“Monsoon on steroids”
Earlier this year, Pakistan was hit with “worst-ever” floods that the country has experienced – with more than 1/3rd of the country under water, Pakistan suffered from multitudes of losses of all kinds. The global pandemic and global warming added to the country’s misery.
Pakistan has only ever contributed a miniscule amount to the fossil fuel emissions that are causing global warming, which has predominantly contributed to these unprecedented rains. The floods have affected Sindh province the most; with close to 70% of total damages and losses, followed by Balochistan, Khyber Pakhtunkhwa, and Punjab.
Even though the water has now receded to an extent, there are still challenges that will take some time, many months perhaps, to tackle or recover from.

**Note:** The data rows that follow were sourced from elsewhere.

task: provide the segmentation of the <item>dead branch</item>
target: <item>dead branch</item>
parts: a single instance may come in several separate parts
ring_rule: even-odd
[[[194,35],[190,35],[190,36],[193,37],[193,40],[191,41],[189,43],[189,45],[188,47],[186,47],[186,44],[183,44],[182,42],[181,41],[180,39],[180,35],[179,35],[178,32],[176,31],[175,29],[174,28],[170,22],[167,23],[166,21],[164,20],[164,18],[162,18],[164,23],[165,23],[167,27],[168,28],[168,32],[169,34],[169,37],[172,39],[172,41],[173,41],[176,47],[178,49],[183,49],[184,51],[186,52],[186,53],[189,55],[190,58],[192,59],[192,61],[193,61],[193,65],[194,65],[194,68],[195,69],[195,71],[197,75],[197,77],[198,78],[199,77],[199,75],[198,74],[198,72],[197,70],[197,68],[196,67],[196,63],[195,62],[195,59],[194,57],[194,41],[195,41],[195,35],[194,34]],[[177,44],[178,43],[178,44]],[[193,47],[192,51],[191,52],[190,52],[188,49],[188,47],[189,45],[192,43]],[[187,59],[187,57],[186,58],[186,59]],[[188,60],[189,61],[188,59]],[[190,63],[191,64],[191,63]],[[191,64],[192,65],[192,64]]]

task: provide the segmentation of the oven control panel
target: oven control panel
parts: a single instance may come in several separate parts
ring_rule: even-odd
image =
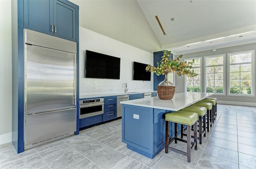
[[[100,102],[100,99],[88,100],[83,100],[83,103],[94,103],[94,102]]]
[[[101,102],[103,102],[103,99],[102,98],[97,98],[95,99],[83,100],[79,101],[79,104],[86,104],[90,103]]]

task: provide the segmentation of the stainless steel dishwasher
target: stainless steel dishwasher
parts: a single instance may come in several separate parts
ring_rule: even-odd
[[[117,117],[122,117],[122,104],[120,102],[129,100],[129,95],[120,95],[117,96]]]

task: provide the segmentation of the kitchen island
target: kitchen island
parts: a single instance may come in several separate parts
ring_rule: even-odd
[[[164,148],[165,114],[178,111],[213,94],[186,92],[175,94],[172,100],[154,97],[121,102],[122,141],[128,148],[153,159]],[[170,123],[171,138],[174,123]]]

Many countries from around the world came together to help Pakistan; servicePath too was no exception. In the month of September, servicePath’s CTO & Co-founder Ian Cross arranged and led a marathon in the scorching heat of Dubai and the teams in Canada, UK and Pakistan collected a substantial amount of cash for helping the flood-affectees. The collections have been matched first by servicePath and later by the Canadian Government. It warms our hearts to share that the collections have been dispersed to the flood affectees, and help is on its way.
According to reports:
- The European Union has provided €350,000 in immediate assistance to people most affected by the climate catastrophe, especially in Jhal Magsi and Lasbella districts in the western Balochistan province.
- The World Health Organization (WHO) has released $10 million from its emergency fund to support the Muslim-majority country. The World Bank announced $350 million, the World Food Program $110 million, Japan $7 million, the Asian Development Bank $20 million, the UK $46.6 million and the US $31.1 million.
- United Arab Emirates has also sent aid to Pakistan to help the people in the flood-affected areas.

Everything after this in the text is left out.